Como exemplos, cita o Código de Defesa do Consumidor (para situações envolvendo defeitos em produtos como dispositivos de voz com IA), o Marco Civil da Internet (para casos envolvendo deep fakes na internet), a Lei da Propriedade Industrial ou a Lei dos Direitos Autorais (para violações à propriedade intelectual) e a LGDP (a Lei Geral de Proteção de Dados, para questões envolvendo dados pessoais).
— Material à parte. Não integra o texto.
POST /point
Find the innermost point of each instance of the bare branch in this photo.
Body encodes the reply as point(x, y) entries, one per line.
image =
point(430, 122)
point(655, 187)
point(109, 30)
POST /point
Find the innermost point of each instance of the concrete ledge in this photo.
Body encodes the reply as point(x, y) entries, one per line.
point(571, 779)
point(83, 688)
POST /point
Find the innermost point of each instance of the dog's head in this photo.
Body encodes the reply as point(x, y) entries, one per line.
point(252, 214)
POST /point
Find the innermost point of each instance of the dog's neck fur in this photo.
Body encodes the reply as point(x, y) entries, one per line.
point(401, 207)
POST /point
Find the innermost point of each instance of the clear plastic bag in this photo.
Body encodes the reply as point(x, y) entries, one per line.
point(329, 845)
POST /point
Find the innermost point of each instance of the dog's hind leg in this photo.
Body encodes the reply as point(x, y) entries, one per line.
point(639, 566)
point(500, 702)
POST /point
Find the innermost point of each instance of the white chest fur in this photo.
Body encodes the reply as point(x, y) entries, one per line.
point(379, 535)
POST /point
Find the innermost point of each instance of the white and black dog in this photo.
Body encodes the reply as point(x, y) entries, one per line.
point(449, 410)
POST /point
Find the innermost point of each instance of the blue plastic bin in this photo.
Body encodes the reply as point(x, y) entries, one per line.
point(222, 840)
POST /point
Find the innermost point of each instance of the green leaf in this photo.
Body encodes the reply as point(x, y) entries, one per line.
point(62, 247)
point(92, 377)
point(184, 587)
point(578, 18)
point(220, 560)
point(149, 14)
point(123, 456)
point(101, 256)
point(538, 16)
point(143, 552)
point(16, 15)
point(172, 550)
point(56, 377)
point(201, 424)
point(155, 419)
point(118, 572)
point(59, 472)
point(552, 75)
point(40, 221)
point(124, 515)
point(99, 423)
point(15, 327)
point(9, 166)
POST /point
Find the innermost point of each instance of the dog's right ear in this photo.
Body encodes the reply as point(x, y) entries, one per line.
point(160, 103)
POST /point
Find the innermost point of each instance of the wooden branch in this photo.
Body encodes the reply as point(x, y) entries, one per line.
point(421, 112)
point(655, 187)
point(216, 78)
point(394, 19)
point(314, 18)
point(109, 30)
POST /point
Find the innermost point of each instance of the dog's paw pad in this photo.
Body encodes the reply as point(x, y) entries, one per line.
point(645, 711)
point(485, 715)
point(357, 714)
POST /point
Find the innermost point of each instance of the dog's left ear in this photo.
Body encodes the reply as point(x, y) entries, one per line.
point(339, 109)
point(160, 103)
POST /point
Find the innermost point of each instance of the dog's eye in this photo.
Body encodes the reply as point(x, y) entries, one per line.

3. Inteligência Artificial pode discriminar pessoas

Verdade. “A discriminação algorítmica é um dos riscos presentes no uso de sistemas de IA que exigirão controles e explicações dos desenvolvedores de IA”, explica o advogado. Segundo ele, tratamentos de dados que gerem resultados discriminatórios podem suscitar a aplicação da LGPD (Lei Geral de Proteção de Dados), fazendo com que os provedores dessas aplicações sejam responsabilizados perante os cidadãos prejudicados. Já há precedentes nesse sentido na União Europeia.

4. Profissionais liberais não estão autorizados a usar o ChatGPT em atividades profissionais

Mito. “Efetivamente, têm sido divulgados alguns casos pontuais de responsabilização de profissionais por informações equivocadas trazidas por ferramentas de Inteligência Artificial, por violação à privacidade ou à propriedade intelectual. Contudo, a legislação brasileira não proíbe o uso desses recursos por profissionais liberais”, explica Azevedo.

Basta que se adotem as cautelas apropriadas, como checar os resultados propostos pela ferramenta, evitar reproduzi-los diretamente e não incluir dados pessoais ou informações confidenciais de clientes.

5. Ferramentas de IA podem violar direitos de propriedade intelectual

Verdade. O especialista explica que atualmente há um debate global sobre eventuais violações de direitos autorais dos criadores de conteúdos que são utilizados como base de aplicações de IA. “A resposta para essa questão dependerá principalmente do quanto os materiais de base são reproduzidos – mesmo que parcialmente – pela ferramenta, ou, de outro lado, se são apenas utilizados para aprendizagem da máquina. Isso porque o direito autoral protege a expressão, e não as ideias subjacentes às obras”, destaca o especialista.

A recomendação é não reproduzir os conteúdos gerados por ferramentas de IA, mas que estes sirvam de inspiração para criações independentes, realizadas pelo usuário. “Outra alternativa é contratar versão paga das ferramentas, a qual normalmente possui mais salvaguardas contra a violação de direitos de terceiros e, inclusive, permite a inserção de modelos de documentos do próprio usuário”, diz Azevedo.

6. IA pode contribuir para disseminar notícias falsas e desinformação

Verdade. “A própria OpenAI adverte em seu website que, às vezes, o ChatGPT escreve respostas que soam muito plausíveis, mas que são incorretas ou não fazem sentido. Isso acontece porque esses modelos de linguagem aprendem a imitar padrões de textos que foram alimentados durante o treinamento, e não porque ele de fato compreende o que está escrevendo”, diz o advogado.

“É importante sempre checar a informação trazida pelo ChatGPT, a fim de se evitar a reprodução de notícias falsas.” O PL das Fake News, atualmente em tramitação, tenta endereçar o tema. “A matéria é extremamente controvertida pois envolve dois valores igualmente importantes para a sociedade: a liberdade de expressão, de um lado, e o combate à desinformação e às fraudes em geral, de outro.”